On ne compte plus les guerres qu’Israël mène depuis 1948 contre les Arabes en général et les Palestiniens en particulier. Il a toujours remporté ses guerres. Dans un contexte international caractérisé par le soutien inconditionnel d’une Amérique menée par le bout du nez par le lobby israélien; par le soutien d’une Europe qui n’arrive toujours pas à dépasser son complexe de culpabilité né de ses politiques criminelles envers les Juifs. Sans parler de l’indifférence de l’opinion internationale largement façonnée par des médias aussi puissants que partiaux.
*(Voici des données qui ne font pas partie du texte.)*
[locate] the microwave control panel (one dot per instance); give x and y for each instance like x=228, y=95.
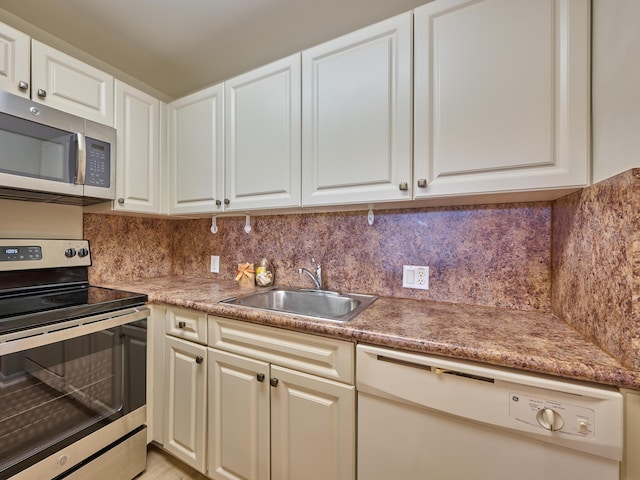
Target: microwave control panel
x=98, y=173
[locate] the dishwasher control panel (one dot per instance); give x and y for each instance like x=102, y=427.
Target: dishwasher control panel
x=552, y=415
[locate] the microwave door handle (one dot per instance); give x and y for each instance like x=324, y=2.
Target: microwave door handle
x=81, y=159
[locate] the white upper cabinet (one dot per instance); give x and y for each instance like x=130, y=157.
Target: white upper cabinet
x=501, y=96
x=15, y=67
x=263, y=137
x=356, y=116
x=196, y=152
x=66, y=83
x=138, y=159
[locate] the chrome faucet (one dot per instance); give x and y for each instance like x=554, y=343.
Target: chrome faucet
x=317, y=278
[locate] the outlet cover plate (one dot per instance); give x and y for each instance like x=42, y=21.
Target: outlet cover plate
x=414, y=276
x=215, y=264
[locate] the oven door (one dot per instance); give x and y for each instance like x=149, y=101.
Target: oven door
x=64, y=383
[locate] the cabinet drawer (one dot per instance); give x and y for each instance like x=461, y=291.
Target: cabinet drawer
x=325, y=357
x=188, y=324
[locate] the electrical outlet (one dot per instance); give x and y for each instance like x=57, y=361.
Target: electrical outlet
x=415, y=277
x=215, y=264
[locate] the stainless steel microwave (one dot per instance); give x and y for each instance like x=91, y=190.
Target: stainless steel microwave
x=51, y=156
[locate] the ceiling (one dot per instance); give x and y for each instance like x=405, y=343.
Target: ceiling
x=178, y=46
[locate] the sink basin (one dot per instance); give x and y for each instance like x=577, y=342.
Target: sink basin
x=333, y=306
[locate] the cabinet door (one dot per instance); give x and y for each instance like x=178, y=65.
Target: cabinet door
x=263, y=137
x=15, y=64
x=501, y=96
x=138, y=161
x=238, y=417
x=356, y=104
x=68, y=84
x=196, y=152
x=185, y=401
x=312, y=427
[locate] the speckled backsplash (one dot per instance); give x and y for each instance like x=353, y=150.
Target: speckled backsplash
x=596, y=264
x=498, y=255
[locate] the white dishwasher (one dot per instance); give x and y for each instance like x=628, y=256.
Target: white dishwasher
x=427, y=417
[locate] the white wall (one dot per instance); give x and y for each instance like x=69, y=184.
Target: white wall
x=616, y=87
x=39, y=220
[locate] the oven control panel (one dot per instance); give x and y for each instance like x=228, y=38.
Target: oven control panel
x=28, y=254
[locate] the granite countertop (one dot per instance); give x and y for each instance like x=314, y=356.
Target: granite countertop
x=527, y=340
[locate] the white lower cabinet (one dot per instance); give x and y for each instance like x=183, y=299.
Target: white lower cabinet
x=185, y=389
x=277, y=420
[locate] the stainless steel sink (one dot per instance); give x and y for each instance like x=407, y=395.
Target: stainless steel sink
x=333, y=306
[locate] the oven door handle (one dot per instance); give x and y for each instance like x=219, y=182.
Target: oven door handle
x=46, y=335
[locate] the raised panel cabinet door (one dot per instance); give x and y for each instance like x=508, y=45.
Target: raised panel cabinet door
x=238, y=417
x=196, y=152
x=312, y=427
x=185, y=401
x=356, y=116
x=138, y=161
x=15, y=61
x=66, y=83
x=501, y=96
x=263, y=137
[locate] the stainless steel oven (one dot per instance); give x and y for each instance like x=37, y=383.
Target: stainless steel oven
x=72, y=367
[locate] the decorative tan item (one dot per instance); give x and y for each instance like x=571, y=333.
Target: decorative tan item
x=245, y=276
x=264, y=273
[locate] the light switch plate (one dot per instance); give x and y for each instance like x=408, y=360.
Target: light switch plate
x=414, y=276
x=215, y=264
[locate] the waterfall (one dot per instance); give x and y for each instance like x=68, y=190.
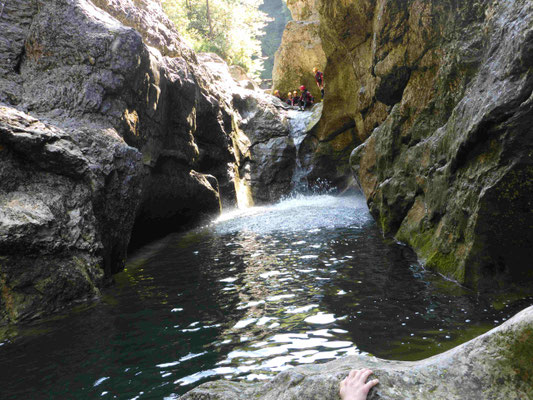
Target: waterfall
x=301, y=123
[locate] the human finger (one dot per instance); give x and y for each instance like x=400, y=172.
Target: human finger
x=369, y=385
x=353, y=373
x=365, y=374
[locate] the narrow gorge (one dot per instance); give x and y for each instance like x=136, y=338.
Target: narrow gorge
x=170, y=230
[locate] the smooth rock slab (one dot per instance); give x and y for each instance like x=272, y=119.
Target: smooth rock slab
x=496, y=365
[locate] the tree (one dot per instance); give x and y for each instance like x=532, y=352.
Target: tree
x=229, y=28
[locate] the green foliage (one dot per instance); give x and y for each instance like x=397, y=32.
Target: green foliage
x=280, y=14
x=230, y=29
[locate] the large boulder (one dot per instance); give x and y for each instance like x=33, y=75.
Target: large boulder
x=439, y=93
x=110, y=129
x=496, y=365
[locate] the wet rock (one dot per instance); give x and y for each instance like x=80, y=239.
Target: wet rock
x=440, y=96
x=111, y=129
x=62, y=224
x=496, y=365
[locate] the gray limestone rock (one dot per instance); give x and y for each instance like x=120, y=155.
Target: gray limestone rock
x=111, y=129
x=493, y=366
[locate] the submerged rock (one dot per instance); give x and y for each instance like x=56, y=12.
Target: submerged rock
x=496, y=365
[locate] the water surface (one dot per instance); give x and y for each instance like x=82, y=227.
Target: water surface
x=258, y=291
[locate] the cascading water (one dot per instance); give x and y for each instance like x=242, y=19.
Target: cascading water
x=298, y=121
x=255, y=292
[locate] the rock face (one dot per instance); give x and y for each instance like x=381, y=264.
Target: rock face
x=300, y=50
x=496, y=365
x=440, y=94
x=111, y=128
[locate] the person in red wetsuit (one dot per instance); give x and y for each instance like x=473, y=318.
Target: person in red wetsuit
x=295, y=98
x=319, y=78
x=305, y=98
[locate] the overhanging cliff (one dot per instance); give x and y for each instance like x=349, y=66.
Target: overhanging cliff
x=440, y=94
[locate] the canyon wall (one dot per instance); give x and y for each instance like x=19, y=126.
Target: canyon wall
x=300, y=50
x=111, y=129
x=439, y=95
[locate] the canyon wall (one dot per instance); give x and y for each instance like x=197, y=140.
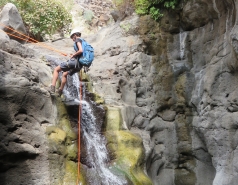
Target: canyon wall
x=176, y=85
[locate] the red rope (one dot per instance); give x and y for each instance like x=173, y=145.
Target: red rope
x=30, y=40
x=79, y=120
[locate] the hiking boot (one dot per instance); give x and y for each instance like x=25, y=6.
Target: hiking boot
x=51, y=89
x=60, y=92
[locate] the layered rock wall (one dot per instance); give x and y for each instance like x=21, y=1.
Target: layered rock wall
x=176, y=85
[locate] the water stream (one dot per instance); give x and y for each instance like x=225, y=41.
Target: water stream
x=97, y=160
x=94, y=142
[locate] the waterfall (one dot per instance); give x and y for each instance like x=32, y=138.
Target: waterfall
x=94, y=141
x=99, y=172
x=182, y=38
x=97, y=155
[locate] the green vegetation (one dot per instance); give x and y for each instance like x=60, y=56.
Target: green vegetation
x=153, y=7
x=43, y=16
x=143, y=7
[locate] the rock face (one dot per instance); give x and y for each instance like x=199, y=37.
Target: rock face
x=176, y=86
x=11, y=20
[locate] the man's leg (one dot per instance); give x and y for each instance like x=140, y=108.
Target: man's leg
x=55, y=75
x=63, y=80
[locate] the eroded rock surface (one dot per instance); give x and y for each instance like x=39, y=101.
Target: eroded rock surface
x=176, y=84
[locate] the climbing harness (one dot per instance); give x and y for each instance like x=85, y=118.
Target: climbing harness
x=30, y=40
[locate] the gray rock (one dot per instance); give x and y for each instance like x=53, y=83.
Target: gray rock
x=12, y=23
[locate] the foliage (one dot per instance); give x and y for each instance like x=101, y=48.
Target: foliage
x=142, y=7
x=43, y=16
x=153, y=7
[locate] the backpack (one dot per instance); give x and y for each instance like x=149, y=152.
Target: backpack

Mais la dernière guerre contre Gaza que Netanyahu a menée du 10 au 21 mai a engendré des résultats désastreux pour Israël. En plongeant citoyens et classe politique dans la consternation. Depuis la création de l’Etat d’Israël, jamais une guerre n’a suscité autant d’inquiétudes parmi les Israéliens. Passons sur 4000 fusées et roquettes lancées par la résistance palestinienne sur de nombreuses villes israéliennes, y compris Tel-Aviv. Même si elles ont surpris les renseignements, l’armée et la classe politique, envoyé des centaines de milliers d’Israéliens dans les abris, paralysé la vie économique et le trafic aérien, ces milliers de fusées ne sont pas ce qui a inquiété le plus les Israéliens. Il y a bien d’autres choses totalement inattendues qui ont plongé le pays, ses citoyens, sa classe politique et son armée dans la panique.
Réveil brutal d’Israël
Le premier événement grave qui a bouleversé Israël en ce printemps 2021 est la jonction qui s’est établie entre « les Palestiniens de l’intérieur » disposant de la nationalité israélienne et ceux des Territoires occupés. Jamais la menace de guerre civile israélienne n’a plané avec autant d’acuité qu’en ce mois de mai 2021. Jamais la communauté de destin entre tous les Palestiniens n’a été exprimée avec autant de clarté. Affrontements entre Arabes et juifs à Lod, Ramla, Haifa et autres villes mixtes ; Synagogues, voitures et commerces incendiés ; grève générale décrétée… La pagaille était telle que le président israélien Reuven Livlin n’a pas caché son inquiétude. Tout en mettant en garde ses concitoyens contre les risques d’une guerre civile.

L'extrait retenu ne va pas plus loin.